Experience: Minimum of 2 years experience in a similar role including multi banquet and fine dining.
Working alongside the Executive Chef to manage daily kitchen activities, including but not limited to overseeing staff, aiding with menu preparation, ensuring food quality and ordering. Provides meal quality and consistency by following company specifications
As second in command the Sous Chef is one of the most important roles in the kitchen and carries a great deal of responsibility in a fast paced environment.

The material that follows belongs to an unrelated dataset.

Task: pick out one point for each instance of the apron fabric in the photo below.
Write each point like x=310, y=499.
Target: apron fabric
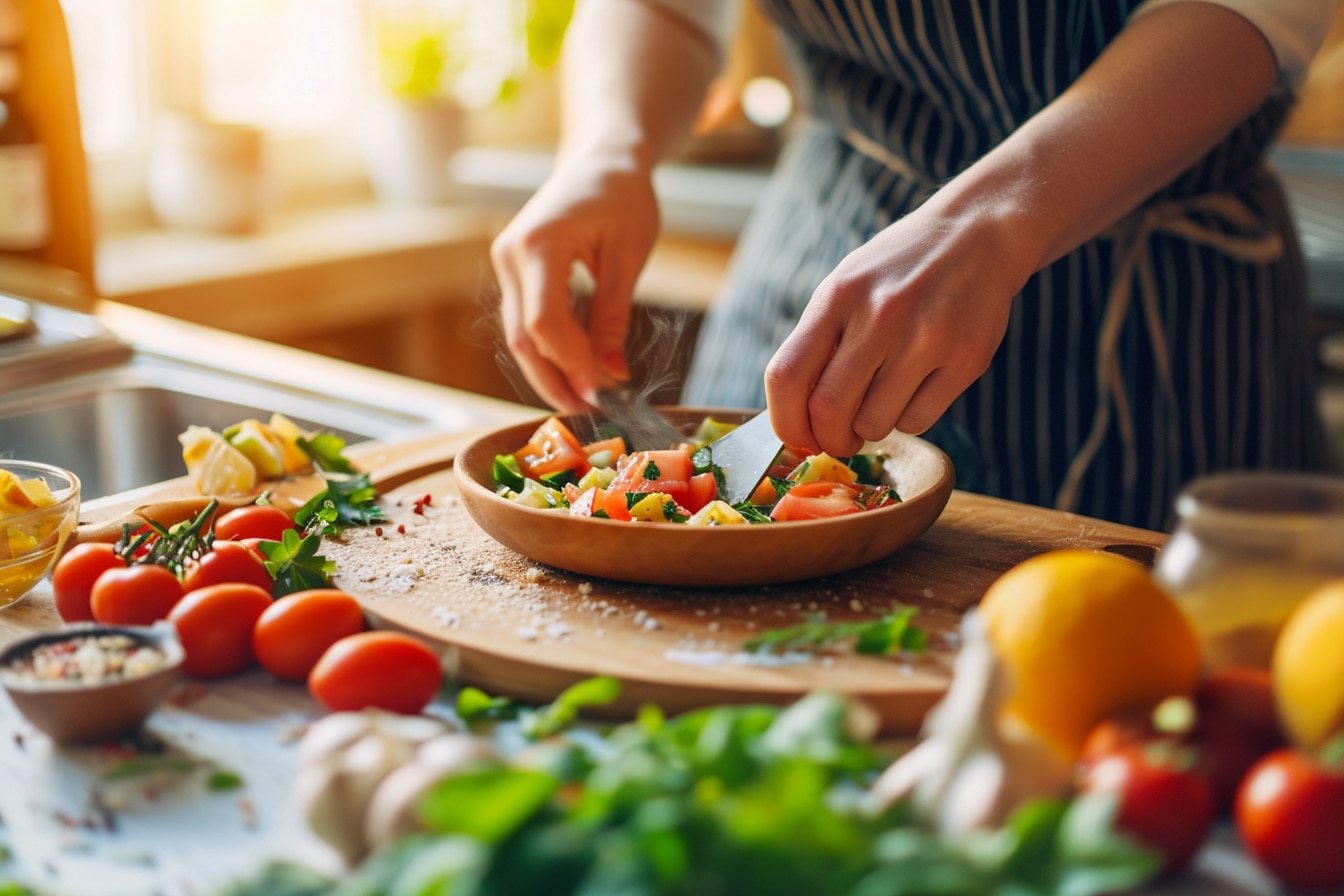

-Leads kitchen brigade in Executive Chef’s absence and being committed to the success of the operation
-LEADING THE A LA CARTE DINING ROOM menus would be the main role overseeing services however this candidate would have to be versatile in all other areas of the kitchen and banquets, often being in the public eye
-Provides guidance and training to junior kitchen staff members including but not limited to a la carte line cooking, banquets, food preparation, plating to kitchen standards, apprenticeship development and employee evaluations
-Assisting a fast paced banquet kitchen executing multiple events/ menus at once
-Oversees and organizes kitchen stock, fridges and ingredients
-Assists in controlling all food and labor costs
-Ensures a first in first out food rotation system and verifies all food products are dated and organized for quality assurance
-Ordering in Executive Chef’s absence and assisting with monthly inventory
-Minimise waste and improve waste reduction and manage budgetary concerns
-Assists Executive chef with menu creation
-Coordinates with hotel management team on supply ordering, budget, kitchen efficiency and staffing
Education: Red Seal designation is an asset but not mandatory.